Pendampingan yang dijanjikan tidak main-main. Selama enam bulan pasca-kegiatan, para siswa akan didampingi oleh 22 mentor pendidikan berpengalaman. Fokus materinya mencakup kesiapan teknis dan administrasi beasiswa, penguasaan Bahasa Inggris seperti IELTS, pembentukan karakter, hingga pembangunan jejaring global.
Peserta datang dari 30 SMA negeri di seluruh kabupaten dan kota di Banten.
Target 50 Persen Lolos Beasiswa Internasional pada 2027
Kepala Disdikbud Provinsi Banten Jamaluddin memaparkan target yang terukur dari program ini. Pemprov berharap minimal separuh peserta bisa melanjutkan pendidikan ke luar negeri melalui beasiswa kompetitif, seperti Beasiswa Garuda dan Beasiswa Indonesia Maju.

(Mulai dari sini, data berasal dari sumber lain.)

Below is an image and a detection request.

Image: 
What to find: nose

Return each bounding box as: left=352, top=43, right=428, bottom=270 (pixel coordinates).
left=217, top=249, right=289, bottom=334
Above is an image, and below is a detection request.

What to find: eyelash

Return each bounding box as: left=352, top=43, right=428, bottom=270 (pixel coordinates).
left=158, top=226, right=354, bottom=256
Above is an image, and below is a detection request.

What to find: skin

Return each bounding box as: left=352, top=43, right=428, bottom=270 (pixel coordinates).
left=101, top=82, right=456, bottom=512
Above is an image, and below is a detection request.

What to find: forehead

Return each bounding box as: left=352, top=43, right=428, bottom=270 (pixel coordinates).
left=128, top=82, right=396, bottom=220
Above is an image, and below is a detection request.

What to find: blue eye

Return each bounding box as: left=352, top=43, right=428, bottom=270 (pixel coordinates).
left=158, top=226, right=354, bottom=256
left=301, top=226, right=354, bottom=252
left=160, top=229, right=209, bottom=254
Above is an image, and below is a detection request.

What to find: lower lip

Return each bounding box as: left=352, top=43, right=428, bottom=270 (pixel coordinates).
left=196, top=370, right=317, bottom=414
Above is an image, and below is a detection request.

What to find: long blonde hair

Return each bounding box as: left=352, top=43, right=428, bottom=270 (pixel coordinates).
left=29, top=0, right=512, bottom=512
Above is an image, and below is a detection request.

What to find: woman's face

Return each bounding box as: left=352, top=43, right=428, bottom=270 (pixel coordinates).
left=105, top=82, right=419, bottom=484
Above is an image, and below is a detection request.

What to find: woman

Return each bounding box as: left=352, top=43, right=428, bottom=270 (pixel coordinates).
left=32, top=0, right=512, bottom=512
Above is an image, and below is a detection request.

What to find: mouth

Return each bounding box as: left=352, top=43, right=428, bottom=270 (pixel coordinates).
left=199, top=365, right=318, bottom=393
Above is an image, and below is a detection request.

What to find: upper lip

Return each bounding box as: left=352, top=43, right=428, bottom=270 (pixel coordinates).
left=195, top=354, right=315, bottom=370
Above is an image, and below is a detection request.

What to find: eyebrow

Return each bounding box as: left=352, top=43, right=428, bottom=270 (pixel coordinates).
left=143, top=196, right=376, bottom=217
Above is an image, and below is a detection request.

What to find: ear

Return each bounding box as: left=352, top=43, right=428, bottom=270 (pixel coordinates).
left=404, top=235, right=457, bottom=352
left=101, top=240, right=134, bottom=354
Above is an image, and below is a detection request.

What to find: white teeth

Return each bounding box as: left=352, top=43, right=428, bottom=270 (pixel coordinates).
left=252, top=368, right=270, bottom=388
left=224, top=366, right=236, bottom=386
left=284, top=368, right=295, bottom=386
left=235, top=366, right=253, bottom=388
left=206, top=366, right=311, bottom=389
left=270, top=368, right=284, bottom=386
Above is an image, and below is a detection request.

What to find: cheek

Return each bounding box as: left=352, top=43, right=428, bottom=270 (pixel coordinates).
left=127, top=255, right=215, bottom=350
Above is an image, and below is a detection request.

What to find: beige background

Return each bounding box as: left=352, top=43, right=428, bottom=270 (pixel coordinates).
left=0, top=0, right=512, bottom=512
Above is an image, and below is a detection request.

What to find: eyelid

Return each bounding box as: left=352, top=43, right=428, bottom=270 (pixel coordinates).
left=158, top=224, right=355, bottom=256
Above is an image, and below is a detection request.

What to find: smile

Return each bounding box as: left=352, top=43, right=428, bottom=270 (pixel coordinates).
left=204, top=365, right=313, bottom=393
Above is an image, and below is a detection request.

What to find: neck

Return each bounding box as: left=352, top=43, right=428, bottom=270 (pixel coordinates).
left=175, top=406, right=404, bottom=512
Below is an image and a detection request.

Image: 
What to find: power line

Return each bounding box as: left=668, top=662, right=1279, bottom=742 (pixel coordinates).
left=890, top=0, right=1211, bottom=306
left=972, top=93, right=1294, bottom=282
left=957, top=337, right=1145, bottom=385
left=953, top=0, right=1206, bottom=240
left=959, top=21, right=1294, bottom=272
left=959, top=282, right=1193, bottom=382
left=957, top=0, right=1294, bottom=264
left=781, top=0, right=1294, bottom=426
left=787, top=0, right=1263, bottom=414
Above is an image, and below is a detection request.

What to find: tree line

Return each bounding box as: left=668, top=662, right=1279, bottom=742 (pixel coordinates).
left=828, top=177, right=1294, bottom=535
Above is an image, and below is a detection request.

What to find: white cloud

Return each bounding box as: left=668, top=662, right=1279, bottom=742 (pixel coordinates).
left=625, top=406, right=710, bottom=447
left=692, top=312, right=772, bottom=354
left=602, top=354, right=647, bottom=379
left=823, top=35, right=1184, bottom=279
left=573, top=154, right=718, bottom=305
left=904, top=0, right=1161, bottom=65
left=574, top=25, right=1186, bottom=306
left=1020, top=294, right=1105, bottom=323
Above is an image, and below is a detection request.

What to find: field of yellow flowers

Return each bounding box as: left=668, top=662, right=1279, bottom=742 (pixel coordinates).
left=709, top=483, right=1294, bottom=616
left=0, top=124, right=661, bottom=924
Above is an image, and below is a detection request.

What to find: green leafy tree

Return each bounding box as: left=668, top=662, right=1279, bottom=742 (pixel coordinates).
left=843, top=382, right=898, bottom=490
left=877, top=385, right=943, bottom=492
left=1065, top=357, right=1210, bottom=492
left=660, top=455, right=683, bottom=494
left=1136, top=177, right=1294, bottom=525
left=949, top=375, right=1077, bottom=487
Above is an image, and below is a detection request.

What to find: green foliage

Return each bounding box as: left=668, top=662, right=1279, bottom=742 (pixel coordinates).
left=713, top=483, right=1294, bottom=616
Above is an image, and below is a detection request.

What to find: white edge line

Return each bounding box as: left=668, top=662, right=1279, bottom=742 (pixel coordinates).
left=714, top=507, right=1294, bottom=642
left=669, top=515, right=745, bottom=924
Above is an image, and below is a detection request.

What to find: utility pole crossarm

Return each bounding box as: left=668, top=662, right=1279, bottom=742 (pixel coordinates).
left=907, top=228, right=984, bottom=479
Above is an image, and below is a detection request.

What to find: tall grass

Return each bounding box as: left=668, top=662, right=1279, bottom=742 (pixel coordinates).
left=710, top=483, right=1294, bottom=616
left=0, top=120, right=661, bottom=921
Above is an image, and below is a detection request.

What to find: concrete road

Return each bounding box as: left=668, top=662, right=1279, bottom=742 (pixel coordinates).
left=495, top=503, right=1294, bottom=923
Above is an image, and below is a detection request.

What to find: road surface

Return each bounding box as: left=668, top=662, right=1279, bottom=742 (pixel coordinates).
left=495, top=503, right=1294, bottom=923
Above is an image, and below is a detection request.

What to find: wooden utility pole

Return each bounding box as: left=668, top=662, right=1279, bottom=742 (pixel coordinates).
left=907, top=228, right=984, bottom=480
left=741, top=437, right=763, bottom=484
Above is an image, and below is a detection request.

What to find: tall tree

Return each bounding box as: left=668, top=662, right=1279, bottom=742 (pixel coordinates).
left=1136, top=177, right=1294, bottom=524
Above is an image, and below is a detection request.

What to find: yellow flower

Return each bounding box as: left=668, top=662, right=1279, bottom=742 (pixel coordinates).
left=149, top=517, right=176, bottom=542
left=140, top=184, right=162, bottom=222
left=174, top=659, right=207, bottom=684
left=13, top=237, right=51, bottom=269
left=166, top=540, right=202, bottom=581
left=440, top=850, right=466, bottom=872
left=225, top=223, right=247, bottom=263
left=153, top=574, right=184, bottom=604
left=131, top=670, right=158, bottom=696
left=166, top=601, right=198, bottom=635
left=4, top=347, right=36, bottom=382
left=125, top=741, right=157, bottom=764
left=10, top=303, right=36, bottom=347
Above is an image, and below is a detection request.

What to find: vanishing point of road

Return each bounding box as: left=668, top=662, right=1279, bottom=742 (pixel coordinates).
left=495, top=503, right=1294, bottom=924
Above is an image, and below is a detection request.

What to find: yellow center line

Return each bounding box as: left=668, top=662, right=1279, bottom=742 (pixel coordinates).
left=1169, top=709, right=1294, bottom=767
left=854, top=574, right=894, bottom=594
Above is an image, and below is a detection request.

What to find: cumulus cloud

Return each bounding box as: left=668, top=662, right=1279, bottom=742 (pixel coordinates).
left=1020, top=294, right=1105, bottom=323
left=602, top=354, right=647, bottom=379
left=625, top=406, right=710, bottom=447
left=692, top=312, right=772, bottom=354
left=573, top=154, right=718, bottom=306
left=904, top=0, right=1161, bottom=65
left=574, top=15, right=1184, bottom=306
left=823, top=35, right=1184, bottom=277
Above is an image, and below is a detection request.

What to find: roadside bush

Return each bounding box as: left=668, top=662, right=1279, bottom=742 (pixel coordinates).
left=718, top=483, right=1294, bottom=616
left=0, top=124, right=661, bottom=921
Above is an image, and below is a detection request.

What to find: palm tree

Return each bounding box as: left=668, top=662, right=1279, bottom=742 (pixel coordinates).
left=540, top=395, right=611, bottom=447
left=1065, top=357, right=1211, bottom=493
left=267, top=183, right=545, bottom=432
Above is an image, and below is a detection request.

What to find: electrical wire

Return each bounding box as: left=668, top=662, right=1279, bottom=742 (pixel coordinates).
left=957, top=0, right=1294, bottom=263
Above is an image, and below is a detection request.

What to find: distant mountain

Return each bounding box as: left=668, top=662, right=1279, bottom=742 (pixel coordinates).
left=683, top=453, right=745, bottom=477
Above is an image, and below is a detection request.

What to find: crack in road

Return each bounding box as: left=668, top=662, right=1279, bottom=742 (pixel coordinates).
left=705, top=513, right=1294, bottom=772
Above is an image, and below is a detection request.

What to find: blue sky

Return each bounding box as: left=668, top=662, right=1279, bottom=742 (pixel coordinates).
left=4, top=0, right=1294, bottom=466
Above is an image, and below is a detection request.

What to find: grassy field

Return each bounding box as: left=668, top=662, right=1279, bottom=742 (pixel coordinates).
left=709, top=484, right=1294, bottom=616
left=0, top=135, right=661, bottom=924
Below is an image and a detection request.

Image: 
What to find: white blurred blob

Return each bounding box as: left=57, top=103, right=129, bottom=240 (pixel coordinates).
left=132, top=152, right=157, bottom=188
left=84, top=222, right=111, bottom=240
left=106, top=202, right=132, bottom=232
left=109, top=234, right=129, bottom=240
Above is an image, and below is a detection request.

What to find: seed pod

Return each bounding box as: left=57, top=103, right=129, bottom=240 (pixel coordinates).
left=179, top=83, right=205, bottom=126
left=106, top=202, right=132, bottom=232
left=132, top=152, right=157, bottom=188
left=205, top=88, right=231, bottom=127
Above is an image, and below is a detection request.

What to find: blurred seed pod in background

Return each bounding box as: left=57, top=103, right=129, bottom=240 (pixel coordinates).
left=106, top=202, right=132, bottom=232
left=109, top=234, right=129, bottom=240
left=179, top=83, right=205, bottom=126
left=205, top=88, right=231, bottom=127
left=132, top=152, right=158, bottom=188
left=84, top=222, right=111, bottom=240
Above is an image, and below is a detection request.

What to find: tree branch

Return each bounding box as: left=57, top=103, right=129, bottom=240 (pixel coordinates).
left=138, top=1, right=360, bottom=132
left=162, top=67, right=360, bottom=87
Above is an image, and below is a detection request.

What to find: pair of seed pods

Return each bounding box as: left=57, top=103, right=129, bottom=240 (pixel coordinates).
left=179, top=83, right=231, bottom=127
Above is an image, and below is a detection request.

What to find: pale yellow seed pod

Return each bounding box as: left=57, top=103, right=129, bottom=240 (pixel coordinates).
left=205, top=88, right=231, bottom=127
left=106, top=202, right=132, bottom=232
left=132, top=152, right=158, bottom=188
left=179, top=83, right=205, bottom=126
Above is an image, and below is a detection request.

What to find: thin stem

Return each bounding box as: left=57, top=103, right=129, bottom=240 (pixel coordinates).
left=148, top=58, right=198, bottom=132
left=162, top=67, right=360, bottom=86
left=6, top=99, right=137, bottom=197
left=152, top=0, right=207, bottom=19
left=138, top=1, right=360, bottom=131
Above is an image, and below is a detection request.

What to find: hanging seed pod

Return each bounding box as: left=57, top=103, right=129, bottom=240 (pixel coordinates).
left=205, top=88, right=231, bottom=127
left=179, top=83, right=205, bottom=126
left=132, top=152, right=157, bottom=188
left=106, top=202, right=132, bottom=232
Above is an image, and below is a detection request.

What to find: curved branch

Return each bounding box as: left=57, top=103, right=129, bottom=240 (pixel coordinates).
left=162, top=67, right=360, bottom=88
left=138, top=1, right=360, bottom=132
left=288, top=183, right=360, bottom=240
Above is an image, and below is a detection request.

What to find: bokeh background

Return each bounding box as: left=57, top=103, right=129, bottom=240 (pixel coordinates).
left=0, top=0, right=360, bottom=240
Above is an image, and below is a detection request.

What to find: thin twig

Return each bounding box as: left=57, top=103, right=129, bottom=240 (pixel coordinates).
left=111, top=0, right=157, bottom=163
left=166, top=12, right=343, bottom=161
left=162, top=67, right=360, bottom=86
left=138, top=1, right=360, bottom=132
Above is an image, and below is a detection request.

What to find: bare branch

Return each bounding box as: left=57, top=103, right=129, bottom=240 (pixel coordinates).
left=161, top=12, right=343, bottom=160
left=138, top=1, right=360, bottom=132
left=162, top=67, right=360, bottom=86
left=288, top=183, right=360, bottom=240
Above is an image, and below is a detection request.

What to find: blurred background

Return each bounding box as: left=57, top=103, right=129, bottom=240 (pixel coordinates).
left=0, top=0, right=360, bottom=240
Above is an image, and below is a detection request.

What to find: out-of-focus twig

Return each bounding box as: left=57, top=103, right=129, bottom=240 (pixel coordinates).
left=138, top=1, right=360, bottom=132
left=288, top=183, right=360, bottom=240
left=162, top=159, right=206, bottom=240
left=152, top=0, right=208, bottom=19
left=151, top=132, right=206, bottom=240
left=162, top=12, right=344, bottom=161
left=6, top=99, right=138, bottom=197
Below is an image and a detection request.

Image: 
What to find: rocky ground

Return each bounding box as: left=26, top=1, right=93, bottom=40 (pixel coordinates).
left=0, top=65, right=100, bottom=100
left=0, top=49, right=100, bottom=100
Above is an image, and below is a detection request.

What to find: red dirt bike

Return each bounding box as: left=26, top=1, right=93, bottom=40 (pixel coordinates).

Tenggat yang dipasang jelas: 2027. Artinya, para siswa yang sekarang duduk di bangku SMA akan menempuh jalur seleksi dalam dua tahun ke depan.
"Sebuah Galah untuk Melompati Batasan"
Gubernur Banten Andra Soni menegaskan program ini bukan sekadar pelatihan biasa. Ia menyebut Super Camp sebagai wujud komitmen pemerintah daerah memberikan akses pendidikan berkualitas yang merata, tanpa terhalang latar belakang ekonomi maupun asal daerah.
"Program ini dirancang sebagai inkubator intensif, sebuah galah yang memperpanjang jangkauan kalian untuk melompati batasan, menembus dinding-dinding perguruan tinggi terbaik di dunia," ucap Andra dalam keterangan yang diterima di Serang, Minggu.
Untirta hingga Google Indonesia Jadi Mitra Strategis
Pemprov Banten tidak berjalan sendiri. Dinas Pendidikan dan Kebudayaan menggandeng sejumlah mitra strategis, antara lain Universitas Sultan Ageng Tirtayasa (Untirta), Google Indonesia, dan PT Krakatau Sarana Infrastruktur.
Kolaborasi ini dirancang agar siswa tidak hanya siap secara akademik, tetapi juga memiliki jejaring dan wawasan industri yang relevan dengan kebutuhan global.
Apa Kata Siswa yang Ikut Seleksi?
Antusiasme peserta terasa sejak awal pendaftaran. Kartika Azahra Enselia dari SMAN 1 Cipanas, Kabupaten Lebak, misalnya, menilai program ini sejalan dengan rencananya mengejar beasiswa ke Australia. Hal serupa disampaikan Arleeva Shereen dari SMAN 3 Kota Tangerang, yang membidik kampus ternama di Singapura.
Bagi keduanya, pendampingan intensif selama enam bulan menjadi nilai tambah yang tidak mereka dapatkan di sekolah reguler. Terutama dalam hal administrasi beasiswa dan sertifikasi bahasa Inggris yang sering menjadi penghalang utama pelajar dari daerah.
Pemprov Banten pun menekankan bahwa program ini menjadi salah satu prioritas pembangunan sumber daya manusia di daerah, sejalan dengan visi mencetak talenta global dari Banten.